While Kinfolk is well-intentioned in its editorial premise, the phenomenon it spawns is sanitized—almost engineered—to the extent that it feels like a parody of itself, and of slow design as a principle. Entrepreneur Jason Goldberg describes the frivolity as the Kinfolk look: “People will seek out an object, and put it on their table, spend like an hour just getting ready for an Instagram photo … and they’ve got it, that’s the Kinfolk look. It’s fascinating that people do that.”

It is difficult to underestimate the power of social capital today; Portland Monthly argues that “the Kinfolk look has become pervasive in the design world,” and the team wields “influence far beyond its size.” Indeed, its ubiquity scares Kinfolk founder himself, Wall Street defector Nathan Williams, who admits the phenomenon has “grown as its own thing that is actually completely out of our control. … A lot of [images] that float around the internet can feel quite contrived. … meticulously styled for the purpose of sharing that moment, when the core values of the magazine are about enjoying that moment.”

Whether intentional or not, Kinfolk engenders the idea that patience can be simulated and mindfulness arranged on a table. While I appreciate, and even seek out beauty, I am wary of how the “Kinfolk look” convolutes slow culture and contradicts its own ideals. This is particularly troublesome considering how much time designers spend consuming content that will inevitably inform their own practice. Conformity stifles creativity, and is the hairline difference that distinguishes slowing down from stopping altogether.

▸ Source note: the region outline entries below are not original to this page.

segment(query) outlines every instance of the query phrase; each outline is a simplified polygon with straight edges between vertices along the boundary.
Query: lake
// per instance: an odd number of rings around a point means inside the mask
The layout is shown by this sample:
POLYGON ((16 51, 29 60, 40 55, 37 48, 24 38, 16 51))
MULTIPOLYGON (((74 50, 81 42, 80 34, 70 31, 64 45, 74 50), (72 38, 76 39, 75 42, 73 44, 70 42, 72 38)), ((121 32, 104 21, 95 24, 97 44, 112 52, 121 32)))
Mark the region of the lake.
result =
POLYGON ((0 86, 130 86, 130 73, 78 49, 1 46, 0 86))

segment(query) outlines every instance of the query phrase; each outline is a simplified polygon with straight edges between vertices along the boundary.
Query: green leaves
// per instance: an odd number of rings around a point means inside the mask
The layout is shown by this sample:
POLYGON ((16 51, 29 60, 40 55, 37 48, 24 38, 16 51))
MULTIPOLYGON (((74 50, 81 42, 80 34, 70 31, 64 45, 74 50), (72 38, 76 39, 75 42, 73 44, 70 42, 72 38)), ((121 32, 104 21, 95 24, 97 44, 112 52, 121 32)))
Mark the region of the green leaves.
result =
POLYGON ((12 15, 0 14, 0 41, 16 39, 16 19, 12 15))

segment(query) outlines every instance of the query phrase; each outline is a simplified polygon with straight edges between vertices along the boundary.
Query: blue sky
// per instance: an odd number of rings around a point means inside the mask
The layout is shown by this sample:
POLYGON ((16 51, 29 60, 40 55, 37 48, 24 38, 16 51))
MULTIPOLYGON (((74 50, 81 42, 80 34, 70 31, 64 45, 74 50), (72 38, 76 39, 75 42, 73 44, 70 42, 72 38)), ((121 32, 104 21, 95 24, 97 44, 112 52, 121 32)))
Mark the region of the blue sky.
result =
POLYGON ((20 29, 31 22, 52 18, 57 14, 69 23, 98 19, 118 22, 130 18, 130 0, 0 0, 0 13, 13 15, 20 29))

By associating itself with ideals of authenticity and mindfulness but more often publishing content that deals with thousand-dollar brass lamps, does Kinfolk take its own philosophy seriously? The Kinfolk phenomenon makes Slow feel exclusive, and ultimately obscures the merits of slow design as a serious mode of operation.

The 2016 four-part documentary series Cooked by Michael Pollan raises parallel concerns as another artifact introducing Slow ideas to mainstream culture. Each segment features Pollan exploring primitive cooking methods and cultures themed around the four elements: fire, water, air, and earth. New York Times television critic Neil Genzlinger writes that Pollan’s message in Cooked is important to hear, however:

There’s a disconnect that’s never addressed. It would be great if all 7.4 billion of us could hunt our own lizards and cook them over an open fire, spend hours baking our own bread from grain milled on stone, and so on. But there’s a gentrification to Mr. Pollan’s brand of culinary advocacy. … [A]pplying his ideas across the whole range of human circumstances is a trickier subject than this pretty series wants to tackle.

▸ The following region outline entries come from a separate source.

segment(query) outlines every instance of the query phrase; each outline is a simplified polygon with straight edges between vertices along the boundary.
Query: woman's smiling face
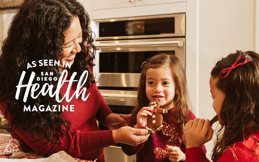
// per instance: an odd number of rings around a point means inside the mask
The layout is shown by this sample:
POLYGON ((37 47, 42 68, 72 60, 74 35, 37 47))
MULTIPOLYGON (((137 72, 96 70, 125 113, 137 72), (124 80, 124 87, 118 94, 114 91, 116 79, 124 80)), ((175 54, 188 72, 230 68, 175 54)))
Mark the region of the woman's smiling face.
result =
POLYGON ((76 54, 81 51, 81 47, 79 44, 82 41, 82 28, 78 17, 74 18, 70 27, 66 32, 66 34, 63 46, 64 54, 60 60, 60 64, 59 68, 60 73, 64 69, 67 69, 67 67, 65 67, 67 64, 73 64, 76 54))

Despite both being beautiful and well-made products, Kinfolk flattens any semblance of hard- hitting ideas, just as Cooked does in its gentrification of some of the world’s poorest cultures. Albeit inadvertently, both artifacts make Slow feel privileged and inaccessible—the opposite of what the philosophy sets out to be.

Shaughnessy and Bierut’s concerns are topical, especially given the current technological climate that gives no indication of cooling down. There is merit to slowing down the design process: Jessica Helfand reminds us too, that “patience is a dying art, [and] so too is the time it takes to consider, form, and deliver an opinion, an activity that favors the reflective moment over the reflexive one.” Introspection cultivates intention, and intention is key to generating and justifying mature design work. Designers working today need to be reminded of the value of patience and the virtues of boredom—and no, handmade furniture and organic wool sweaters are not prerequisites.

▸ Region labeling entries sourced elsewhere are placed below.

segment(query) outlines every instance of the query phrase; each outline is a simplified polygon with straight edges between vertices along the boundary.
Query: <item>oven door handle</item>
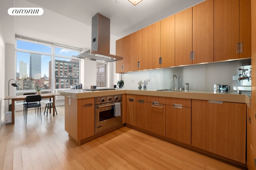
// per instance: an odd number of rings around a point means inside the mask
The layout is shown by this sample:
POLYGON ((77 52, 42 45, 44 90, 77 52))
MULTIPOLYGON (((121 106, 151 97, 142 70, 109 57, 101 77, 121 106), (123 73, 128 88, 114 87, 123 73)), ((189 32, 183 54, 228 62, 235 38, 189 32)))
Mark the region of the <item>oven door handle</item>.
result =
MULTIPOLYGON (((122 102, 120 102, 120 104, 122 103, 122 102)), ((114 105, 115 104, 115 103, 114 103, 114 104, 109 104, 108 105, 105 105, 105 106, 96 106, 96 108, 100 108, 100 107, 107 107, 107 106, 113 106, 113 105, 114 105)))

More so than any other object or aesthetic, time is the ultimate luxury commodity: we always seem to be running out of it. What we do have, in abundance, is choice; so why not choose to deliberate a little longer, a little harder? Let’s choose to stay vigilant about conflating process with aesthetics. Let’s choose, in the midst of our saturated lives, to let our work—not our walnut tables—be proof of our mindfulness. And tomorrow, I’ll choose to leave my earphones at home.